Horton wins Troy Invy crown

Matt Horton’s steady short game edged Dan Russo’s consistent long game to win the 71st Troy Invitati

Matt Horton’s steady short game edged Dan Russo’s consistent long game to win the 71st Troy Invitational Sunday at the Country Club of Troy.

Horton, a 23-year-old member of the host club, sank a 24-foot birdie putt on the second extra hole to clip the 56-year-old Hagaman native and former Troy Invy champ.

Horton, who has had several close calls in the final round of the Troy Invy in recent years, shot a six-over-par 77 in the final round to finish with an eight-over-par 221 in regulation play. Russo, who now plays out of Schuyler Meadows after several decades at Rolling Hills at Antlers, closed with a final-round 75.

Horton, a College of Saint Rose graduate, needed to get up-and-down for par on the final hole just to get into the playoff, while Russo neatly two-putted for par from 18 feet.

On the first extra hole, the 387-yard opening hole, both players hit perfect drives, leaving them wedges to the green. Horton missed the green to the left, but pitched up to about a foot and tapped in for another up-and-down par. Russo’s 20-footer for birdie came up just short.

Play shifted to the 369-yard 17th hole for the second playoff hole. Both players missed the fairway, with Horton on the right and Russo near a hill in the high grass on the left. Both players reached the green in regulation, but Russo was about eight feet shorter, meaning Horton got to putt first.

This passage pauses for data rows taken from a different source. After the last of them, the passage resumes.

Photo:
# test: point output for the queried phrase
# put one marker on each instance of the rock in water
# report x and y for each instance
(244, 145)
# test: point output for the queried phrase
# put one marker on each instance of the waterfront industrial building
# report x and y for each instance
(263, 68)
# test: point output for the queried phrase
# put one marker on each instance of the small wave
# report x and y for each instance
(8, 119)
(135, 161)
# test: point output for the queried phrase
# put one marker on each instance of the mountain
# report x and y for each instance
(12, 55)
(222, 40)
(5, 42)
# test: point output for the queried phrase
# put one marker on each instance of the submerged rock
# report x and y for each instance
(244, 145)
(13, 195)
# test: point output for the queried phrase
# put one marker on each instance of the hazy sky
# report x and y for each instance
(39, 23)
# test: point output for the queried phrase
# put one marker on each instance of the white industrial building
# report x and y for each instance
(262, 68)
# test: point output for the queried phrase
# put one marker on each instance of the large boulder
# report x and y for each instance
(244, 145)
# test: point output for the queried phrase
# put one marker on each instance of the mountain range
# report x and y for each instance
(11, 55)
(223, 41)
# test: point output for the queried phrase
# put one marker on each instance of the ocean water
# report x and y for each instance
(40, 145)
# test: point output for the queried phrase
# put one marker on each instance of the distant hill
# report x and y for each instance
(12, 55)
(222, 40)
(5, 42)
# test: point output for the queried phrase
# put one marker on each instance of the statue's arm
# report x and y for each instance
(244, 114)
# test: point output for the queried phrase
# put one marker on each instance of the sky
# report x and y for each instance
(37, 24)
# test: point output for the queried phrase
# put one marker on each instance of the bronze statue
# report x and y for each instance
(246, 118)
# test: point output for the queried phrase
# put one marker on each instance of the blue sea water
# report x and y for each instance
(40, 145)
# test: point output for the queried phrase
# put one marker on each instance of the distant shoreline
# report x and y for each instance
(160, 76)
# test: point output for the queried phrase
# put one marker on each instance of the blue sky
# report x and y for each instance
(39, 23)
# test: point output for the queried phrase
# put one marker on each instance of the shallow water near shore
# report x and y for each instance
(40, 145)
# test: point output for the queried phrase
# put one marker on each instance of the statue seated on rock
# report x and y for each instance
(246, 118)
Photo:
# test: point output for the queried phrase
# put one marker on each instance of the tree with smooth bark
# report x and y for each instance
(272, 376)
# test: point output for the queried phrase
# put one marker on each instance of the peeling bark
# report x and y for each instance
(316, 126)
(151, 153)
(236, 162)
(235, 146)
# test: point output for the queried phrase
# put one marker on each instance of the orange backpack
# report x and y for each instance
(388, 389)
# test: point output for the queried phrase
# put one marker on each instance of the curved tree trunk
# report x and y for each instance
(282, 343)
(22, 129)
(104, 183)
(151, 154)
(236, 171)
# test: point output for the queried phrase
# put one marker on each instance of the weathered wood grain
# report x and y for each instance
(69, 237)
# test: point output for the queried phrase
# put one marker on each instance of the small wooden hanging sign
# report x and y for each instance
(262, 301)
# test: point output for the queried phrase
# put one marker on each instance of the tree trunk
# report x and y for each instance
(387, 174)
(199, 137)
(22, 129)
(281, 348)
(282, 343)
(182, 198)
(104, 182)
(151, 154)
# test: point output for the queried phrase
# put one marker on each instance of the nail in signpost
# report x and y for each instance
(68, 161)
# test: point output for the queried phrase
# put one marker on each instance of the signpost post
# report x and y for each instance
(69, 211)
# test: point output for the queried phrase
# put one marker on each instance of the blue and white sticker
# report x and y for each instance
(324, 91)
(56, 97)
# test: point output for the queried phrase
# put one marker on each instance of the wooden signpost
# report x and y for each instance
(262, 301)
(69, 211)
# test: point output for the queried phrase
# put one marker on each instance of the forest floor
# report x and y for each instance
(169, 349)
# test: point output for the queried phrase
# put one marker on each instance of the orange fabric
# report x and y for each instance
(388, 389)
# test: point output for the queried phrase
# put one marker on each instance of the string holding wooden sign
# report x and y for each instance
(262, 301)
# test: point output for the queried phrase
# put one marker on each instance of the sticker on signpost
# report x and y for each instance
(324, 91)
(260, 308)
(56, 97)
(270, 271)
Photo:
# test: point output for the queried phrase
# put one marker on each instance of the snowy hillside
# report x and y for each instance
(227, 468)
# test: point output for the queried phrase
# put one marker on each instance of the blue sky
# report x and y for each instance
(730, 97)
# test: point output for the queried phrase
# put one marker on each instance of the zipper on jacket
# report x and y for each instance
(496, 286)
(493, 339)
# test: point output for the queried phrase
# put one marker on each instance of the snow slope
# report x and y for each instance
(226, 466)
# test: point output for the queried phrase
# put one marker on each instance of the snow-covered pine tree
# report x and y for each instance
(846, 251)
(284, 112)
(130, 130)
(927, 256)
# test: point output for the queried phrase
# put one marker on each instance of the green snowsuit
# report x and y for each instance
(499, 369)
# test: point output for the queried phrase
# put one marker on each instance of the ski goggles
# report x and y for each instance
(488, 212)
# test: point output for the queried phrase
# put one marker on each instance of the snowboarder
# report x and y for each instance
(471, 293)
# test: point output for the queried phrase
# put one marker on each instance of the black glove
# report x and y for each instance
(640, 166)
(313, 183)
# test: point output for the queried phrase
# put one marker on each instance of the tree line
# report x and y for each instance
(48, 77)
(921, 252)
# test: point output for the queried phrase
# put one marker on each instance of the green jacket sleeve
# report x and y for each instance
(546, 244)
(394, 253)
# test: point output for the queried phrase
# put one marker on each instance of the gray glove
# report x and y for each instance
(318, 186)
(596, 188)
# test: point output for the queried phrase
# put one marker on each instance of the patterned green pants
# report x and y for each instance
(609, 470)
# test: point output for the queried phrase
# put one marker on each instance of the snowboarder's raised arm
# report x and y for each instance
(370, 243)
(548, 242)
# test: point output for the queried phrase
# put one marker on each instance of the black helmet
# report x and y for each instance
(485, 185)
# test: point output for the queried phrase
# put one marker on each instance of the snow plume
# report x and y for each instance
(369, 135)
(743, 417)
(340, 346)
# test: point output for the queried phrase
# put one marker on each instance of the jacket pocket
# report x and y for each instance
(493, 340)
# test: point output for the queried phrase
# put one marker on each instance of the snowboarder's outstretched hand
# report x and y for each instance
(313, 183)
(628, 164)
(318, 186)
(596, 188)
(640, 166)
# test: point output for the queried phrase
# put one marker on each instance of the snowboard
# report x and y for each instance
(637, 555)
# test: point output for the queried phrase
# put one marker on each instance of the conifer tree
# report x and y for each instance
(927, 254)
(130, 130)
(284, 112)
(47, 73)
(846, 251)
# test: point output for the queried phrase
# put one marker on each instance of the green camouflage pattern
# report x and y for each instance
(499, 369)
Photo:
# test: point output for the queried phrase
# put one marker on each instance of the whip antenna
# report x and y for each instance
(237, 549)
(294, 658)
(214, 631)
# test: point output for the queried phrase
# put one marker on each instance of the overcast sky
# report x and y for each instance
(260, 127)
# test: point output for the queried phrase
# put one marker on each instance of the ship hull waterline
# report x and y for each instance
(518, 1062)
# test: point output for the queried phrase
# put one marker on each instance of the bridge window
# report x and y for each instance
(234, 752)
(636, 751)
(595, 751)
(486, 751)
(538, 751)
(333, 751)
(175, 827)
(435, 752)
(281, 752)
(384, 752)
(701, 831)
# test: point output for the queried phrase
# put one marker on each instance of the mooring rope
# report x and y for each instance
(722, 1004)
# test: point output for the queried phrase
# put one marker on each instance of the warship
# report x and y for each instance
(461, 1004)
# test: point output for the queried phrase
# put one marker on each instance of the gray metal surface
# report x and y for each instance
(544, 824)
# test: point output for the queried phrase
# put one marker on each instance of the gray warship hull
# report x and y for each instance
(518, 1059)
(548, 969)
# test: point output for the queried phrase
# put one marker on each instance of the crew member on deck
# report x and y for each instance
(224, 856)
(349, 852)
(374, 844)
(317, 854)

“I knew I didn’t want to leave my putt short,” said Horton. “I thought it was an advantage to putting first.”

Neither player hit the ball very well all day. “It was kind of ugly out there. I hit only four greens all day, but my short game was great,” Horton said. “I haven’t been playing much since I got my new job as a financial advisor. This was my first tournament round since last year’s Invitational.”

Despite his solid finish, the long-hitting Russo was frustrated with all aspects of his game.

“This [the tournament] should have been over a long time ago,” he said. “I can’t get a simple sand wedge on the green. And I missed two two-footers. I lost my confidence, and I haven’t played well this year. It’s just like in bowling when you can’t make a 10-pin. You end up leaving six 10-pins. Or it’s like if you’re [former Yankees second baseman] Chuck Knobloch in baseball. The ball always seems to find you when you have no confidence.”


(Par 71-213)

x-Matt Horton 75-221; Dan Russo 77-221; Matt Clarke 74-223; Dave Mooradian 70-225; Mark Sabatino 78-225; Chad Stofer 76-226; Johnathan Clark 75-227; Mike Wheeler 75-229; Alex Bringsjord 78-230; E.J. Cardish 76-231; Jim Bologna 83-232; Patrick Murphy 73-232; Eric Snow 74-234; Jon-Michael Socaris 234; Jim Welch 84-240; John Downey 81-242; Justin Deitz 81-242; Ben Gardenier 83-247; Tyler Penn 83-247; Kevin Cassidy 77-248; Tony DiNova 82-254; Steve Kirchner 88-260; Carter Flanigan85-267; Bryan O’Connell 91-270; Nathan Hoffman 83-270; Joe Quillinan Jr. NC; Nick Ziccardi NC; Steve Quillinan Jr. NC.